Its complicated to describe the moments I have had this week. Some of them so personal that I just don't and won't even dare talk about...and others that I can share. My week started out on a good note..nothing to complain about....Had some really good moments Monday and Tuesday. Then the bomb dropped Weds morning. My cousin called me and my aunt had died of an overdose. Yeah! Did not see that one coming in a million years. This is my biological dads sister. I was not really around my dad but I was around my aunts. They were my only link to this side of the family and my only link to help me figure out..me. The parts of me that I don't know or understand. See.. not having your biological dad around...You kinda feel adopted and you don't know that part of yourself..Kinda like something is missing. Anyway...this is the second sibling my dad had lost in 3 months. My uncle died the end of August. Well having to deal with my aunt dying also meant I would have to deal with my biological dad. I don't usually do that very well. Come to find out I am just as bullheaded as he is. So to make a long story short..then I will get to the happy stuff...My dad and I talked..kinda put some things to rest. All of the family said that it was great to see us talking. They were happy..he is happy..I'm ok with it. But I don't trust men and I still don't trust him..But I'm willing to give it a shot. I don't want a phone call from an aunt telling me that my dad is dead and we never go to make peace between us. I don't think I could handle that sort of torture or guilt. I feel guilt over enough stuff in my life right now. I certainly don't need more.

ok here goes happy.

#1 Spent time with an old friend...and got caught up on some stuff that we had been needing to share. That is always a good thing.
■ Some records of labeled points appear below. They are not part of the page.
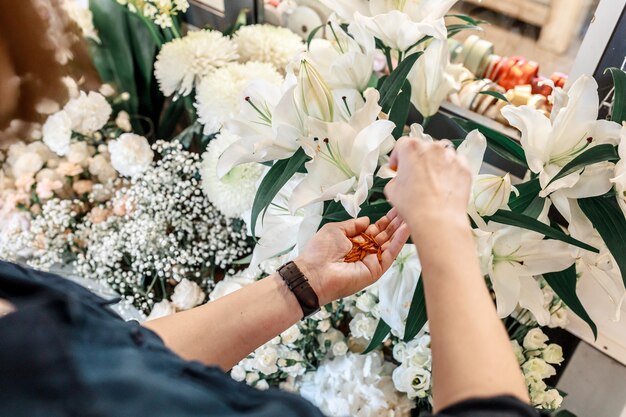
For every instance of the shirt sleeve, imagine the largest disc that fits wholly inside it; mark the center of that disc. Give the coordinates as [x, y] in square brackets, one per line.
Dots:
[490, 407]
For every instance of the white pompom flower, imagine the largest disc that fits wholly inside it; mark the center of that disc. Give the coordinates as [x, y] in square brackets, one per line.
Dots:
[130, 154]
[267, 43]
[234, 193]
[57, 132]
[221, 94]
[182, 63]
[89, 112]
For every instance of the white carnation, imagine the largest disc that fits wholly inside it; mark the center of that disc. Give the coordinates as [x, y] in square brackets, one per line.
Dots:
[130, 154]
[355, 385]
[187, 294]
[535, 339]
[234, 193]
[100, 166]
[220, 94]
[57, 132]
[182, 63]
[161, 309]
[89, 112]
[267, 43]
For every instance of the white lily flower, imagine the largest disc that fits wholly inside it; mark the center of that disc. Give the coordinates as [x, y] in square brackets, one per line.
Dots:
[268, 123]
[396, 288]
[515, 258]
[279, 231]
[344, 158]
[342, 61]
[596, 268]
[490, 193]
[400, 24]
[620, 171]
[551, 143]
[433, 78]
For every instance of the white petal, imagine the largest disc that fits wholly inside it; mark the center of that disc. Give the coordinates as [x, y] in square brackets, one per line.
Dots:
[536, 129]
[532, 299]
[505, 277]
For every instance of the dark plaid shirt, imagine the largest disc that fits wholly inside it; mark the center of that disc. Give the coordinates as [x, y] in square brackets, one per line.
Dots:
[63, 352]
#2 Got to see some of my family that I have not seen in a long time.

#3 put some of my past behind me by talking with my biological dad..Actually learned a few things about myself.

#4 Had a great Thanksgiving with my family.
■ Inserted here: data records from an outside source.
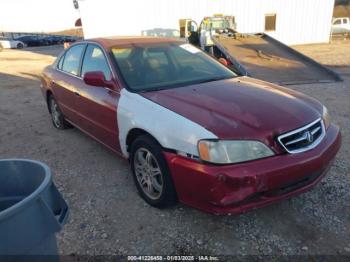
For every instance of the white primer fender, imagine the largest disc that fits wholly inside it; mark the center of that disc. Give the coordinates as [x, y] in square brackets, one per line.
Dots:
[170, 129]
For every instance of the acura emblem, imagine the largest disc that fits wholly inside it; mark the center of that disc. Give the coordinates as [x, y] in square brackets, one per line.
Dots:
[309, 137]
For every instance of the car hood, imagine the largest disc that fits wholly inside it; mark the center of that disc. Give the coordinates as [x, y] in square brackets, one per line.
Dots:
[241, 108]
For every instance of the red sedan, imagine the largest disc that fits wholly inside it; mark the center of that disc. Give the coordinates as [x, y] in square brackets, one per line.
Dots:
[191, 129]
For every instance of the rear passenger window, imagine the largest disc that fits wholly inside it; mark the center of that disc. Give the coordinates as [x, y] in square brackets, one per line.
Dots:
[72, 58]
[95, 60]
#5 Me and Stevie went for a ride on the 4 wheeler and go caught up on our lives...We have to get away from everyone to get enough sanity to talk or remember what IS going on in our lives.
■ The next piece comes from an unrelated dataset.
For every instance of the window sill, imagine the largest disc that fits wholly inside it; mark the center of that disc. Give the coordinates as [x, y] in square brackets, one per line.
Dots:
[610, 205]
#6 I finished a family portrait session and the client loved them! Yippie!

#7 This rocks out!!! Erica will be working on my weekends from now on. This will do me more good than anyone knows! I'm so excited. She says she had to have a dose of Sam every day or so to keep from getting on the CRAZY TRAIN...I feel the same way about her.

#8 Did not think that a 1am phone call that started out as a bitch session would actually solve some problems and make our lives better? I didn't thinks so. Who knew!

#9 Had lunch with my cousin..we had so much catching up to do..we ate lunch for 2 hrs. It was great!

#10 Me and Erica loaded up on coffee and adrenaline and went shopping on Black Friday. We were not out 10 min and I thought I was going to have to use my Christmas money....has bail money. That would have been funny to explain since her hubby is a cop. But he wouldn't be surprised to see us in lock up!!

#11 Janette and I actually got to see each other a couple of times this past week...Wow its a miracle!!

#12 I got to sleep Monday morning away. Loved it!!

#13 As usual I think of myself as being weak and tired as far as certain parts of my life is concerned. But I am learning how to control my weaknesses and not let them control me. I still don't know why I hang on to things that I know will get me no where.....but I still hang on. Stupid or is it just a part of me that will be there forever. But either way..atleast I am in control of how it affects me...right now anyway..But I have to stay positive!